I can see that both principles are valid, but the intensity of the campaign against one compared with the lackadaisical interest in the other seems unbalanced to me. The hierarchy's growing fusion with fundamentalist Republican politics is becoming harder and harder to ignore. They can turn a blind eye to state-sanctioned torture, and to the suffering of those without healthcare, but when it comes to ensuring that gay couples are kept stigmatized or that non-Catholic women can't have access to abortion in a secular society, they come alive. There are times when it appears the only real issue for the Catholic church is abortion.

The Other Lesson Of Fort Hood

A reader writes:

I love my mother, but she exasperates me sometimes. She told me today that no Muslims should be allowed in the military. I told her that people used to think that about Catholics. To which she said, “That’s different. We’ve proved ourselves. The Muslims haven’t.”

If I’d had the presence of mind at the time, I would have pointed out something that occurred to me afterwards. There are an estimated 1.1 – 7 million Muslims living in the United States (I don’t think there’s an exact estimate). Our country has been at war with Afghanistan (a war I supported with mixed emotions) for eight years. We have been at war with Iraq (a war based on a lie) for almost seven years. If Muslims match the caricatures bandied about by today’s right-wing talking heads, wouldn’t Fort Hood be just another day in America? Where are all our Muslim American suicide bombers?

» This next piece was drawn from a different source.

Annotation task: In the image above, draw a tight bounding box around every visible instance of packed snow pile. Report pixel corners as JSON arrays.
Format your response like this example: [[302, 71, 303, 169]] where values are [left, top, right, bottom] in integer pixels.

It occurred to me (too late for my argument with my mother) that maybe the most important news about America’s Muslims isn’t what we hear, it’s what we *don’t* hear. I hope I don’t sound like I’m damning with faint praise. “Good for those Muslims, they’re not blowing themselves up in shopping malls!” I don’t mean to. I mean to make a point: We have occupied one or more largely Muslim nations for several years, led by the dunderhead who described himself shortly after 9/11 as “on a crusade.” And yet Fort Hood stands out precisely because of the rarity of Muslim American attacks on fellow Americans. This matters.

Yes it does. And it stands in stark contrast with much of Western Europe.

Deconstructing Sarah, Ctd

A reader writes:

My son, Calvin, has Down syndrome. We did not find out until after his birth, but it would have been nice to know. My wife and I love our son more than anything in the world. When you receive the diagnosis, though, you go through a mourning. You mourn the loss of the future you thought you had. Knowing before-hand would have allowed us to go through the grieving process before his birth. We would have been able to just enjoy him. We look back now and wonder what we were even mourning. Our future, and his, is nothing but bright. I think you might be overstating things with the amnio. A recent study has shown the risk to be very low.

Also, I want to point out that my son was not a “Down syndrome baby,” nor was Trig Palin. The are people who have Down syndrome, just like you are not an HIV man – you have HIV. You are not defined by HIV, it is something you have. Calvin and Trig are not defined by Down syndrome; it is a condition they have. Trust me, to people who are involved in the disability community, whenever you write “Down syndrome baby” it comes across as ignorant.

Thanks for the link to the 2006 study. As for terminology, it was shorthand and not intended to offend. But we won’t use it again and are grateful for the input.